I really have come to believe that The Powers That Be have lost sight of the fact wealth is the lifeblood of any the economic system and that if it stops circulating the economy itself will die.
Here in the US the latest mantra has to repeat the wholly unsupported claim that the rich are “job creators” and that if the rich have their taxes raised then they will stop creating jobs. The belief seems to be that the richer we make the top 1%, the more wealth magically will be transferred to the rest of the economy. Of course, this doesn’t work and it hasn’t worked, despite 30 years of increasing income inequality.
Over at Digby’s on Monday, David Atkins had a piece up asking “Why Are Young People So Upset and Disenchanted?" and breaking down the federal budget to determine how much money our government is reinvesting back in the nation’s economy. Of a $3.5 trillion budget for fiscal year 2010, government spending breaks down as follows:
--$1,120 billion consisted of by military expenditures and veterans’ benefits;
-- $707 billion consisted of Social Security payments;
-- $732 billion consisted of Medicare, Medicaid, and the Childrens’ Health
-- $496 billion consisted of other safety net programs;
-- $210 billion consisted of interest payments on our existing debt.
That totals $3.265 trillion dollars, the vast majority of which is devoted either to military expenditures – which have the least economic stimulative effect – or to maintaining the elderly and the less fortunate, which (don’t get me wrong) is a laudable goal and the only decent thing a civilized people can do but also does not reflect an investment in the nation’s future.

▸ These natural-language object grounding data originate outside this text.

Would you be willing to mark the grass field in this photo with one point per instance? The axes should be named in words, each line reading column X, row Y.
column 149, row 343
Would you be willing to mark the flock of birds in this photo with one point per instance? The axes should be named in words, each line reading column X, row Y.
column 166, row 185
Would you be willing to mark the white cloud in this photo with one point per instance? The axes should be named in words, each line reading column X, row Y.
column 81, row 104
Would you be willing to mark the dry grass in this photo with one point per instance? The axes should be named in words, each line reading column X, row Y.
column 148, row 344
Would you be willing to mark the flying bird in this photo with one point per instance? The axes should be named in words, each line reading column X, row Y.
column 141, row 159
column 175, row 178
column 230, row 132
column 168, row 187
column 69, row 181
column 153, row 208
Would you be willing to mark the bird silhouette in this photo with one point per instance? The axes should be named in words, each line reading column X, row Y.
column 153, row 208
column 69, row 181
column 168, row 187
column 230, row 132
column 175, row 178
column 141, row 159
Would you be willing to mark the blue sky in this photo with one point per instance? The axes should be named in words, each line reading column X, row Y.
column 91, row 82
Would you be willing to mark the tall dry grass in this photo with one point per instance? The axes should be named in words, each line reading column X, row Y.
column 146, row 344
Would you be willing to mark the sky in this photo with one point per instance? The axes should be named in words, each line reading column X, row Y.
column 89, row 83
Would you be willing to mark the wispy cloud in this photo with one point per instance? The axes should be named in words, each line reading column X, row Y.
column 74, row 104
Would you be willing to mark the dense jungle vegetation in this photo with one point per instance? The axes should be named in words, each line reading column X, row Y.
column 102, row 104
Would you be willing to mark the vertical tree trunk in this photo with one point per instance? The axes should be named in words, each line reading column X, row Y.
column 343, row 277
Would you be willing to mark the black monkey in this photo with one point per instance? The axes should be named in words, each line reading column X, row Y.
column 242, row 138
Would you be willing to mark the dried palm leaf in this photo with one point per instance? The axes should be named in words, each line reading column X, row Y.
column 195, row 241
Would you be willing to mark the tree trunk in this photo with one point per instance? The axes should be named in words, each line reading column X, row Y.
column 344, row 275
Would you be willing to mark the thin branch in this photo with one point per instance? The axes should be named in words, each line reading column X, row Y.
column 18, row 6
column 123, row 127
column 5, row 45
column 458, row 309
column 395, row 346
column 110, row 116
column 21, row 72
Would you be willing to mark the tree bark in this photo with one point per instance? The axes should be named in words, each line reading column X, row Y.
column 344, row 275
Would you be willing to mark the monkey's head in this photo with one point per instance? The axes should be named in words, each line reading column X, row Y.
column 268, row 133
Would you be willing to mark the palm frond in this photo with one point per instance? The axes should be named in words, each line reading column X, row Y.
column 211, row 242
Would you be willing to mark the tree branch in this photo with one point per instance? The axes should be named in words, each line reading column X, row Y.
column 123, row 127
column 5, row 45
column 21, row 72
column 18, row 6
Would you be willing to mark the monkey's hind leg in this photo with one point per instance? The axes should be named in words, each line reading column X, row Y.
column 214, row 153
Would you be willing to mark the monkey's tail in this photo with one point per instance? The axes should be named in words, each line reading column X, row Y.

That leaves a grand total of $235 billion to be spent on every other federal expenditure: law enforcement, NASA, the Center for Disease Control, education, technology, medicine . . . everything.
But it gets even worse. A federal budget of $3.5 trillion is about 24% of our GDP for FY2010, which means our GDP was about $14.853 trillion. But as Atkins points out, we only collected tax revenues for the year of $2.2 trillion, and borrowed the remaining $1.3 trillion. That means the US had an effective tax collection rate of only 15.08% of its GDP in FY2010.
This is astonishingly low. Here is a chart comparing tax collection rates for various countries as compiled by the OECD, which indicates that in 2006 America’s effective tax collection rate was 28% -- still generally low compared to the rich European countries but nearly twice the figure for 2010.
The bottom line is that the US collects low taxes as a percentage of its GDP in comparison to other industrialized countries. If the nation’s GDP were being shared equally with the population, i.e., if increases on productivity were being realized as increased wages and benefits by the population as a whole, this might not be so bad. If we all were sharing equally in the economy’s growth, then there might not be any need to tax the wealthy and in order to reinvest that money back into the economy and keep its lifeblood flowing.
But, of course, that’s not the case:
(Click to enbiggen.)
Instead, we see that from these charts that almost all the increase in income for 30 years has gone to the top 1% (the top 20% also have realized an increase, but that quintile includes, of course, the top 1% . . . which largely counts for what is presented as a gain by the top 20%).
So in 30 years we have been stuck with an economic system that concentrates its wealth in the hands of a very few where – because we have largely reduced the progressivity of our income tax schedule by slashing taxes for the wealthy – all that wealth tends to remain.
This is not only inequitable, but by allowing this money to pool in the hands of the very few The Powers That Be effectively are gutting and hollowing out the nation’s economic system by preventing its lifeblood from flowing.
What are seeing -- what we have been seeing for 30 years -- is not the growing of an economy but the plundering of an economy. Life the farmer who doesn't practice crop rotation, what to pass on to his children may long have been depleted by the time it is their turn to run the family farm. No wonder Atkins was able to identify why young people are so disenchanted with the system: “Even if they don’t know the details, young adults understand that they’re getting screwed.”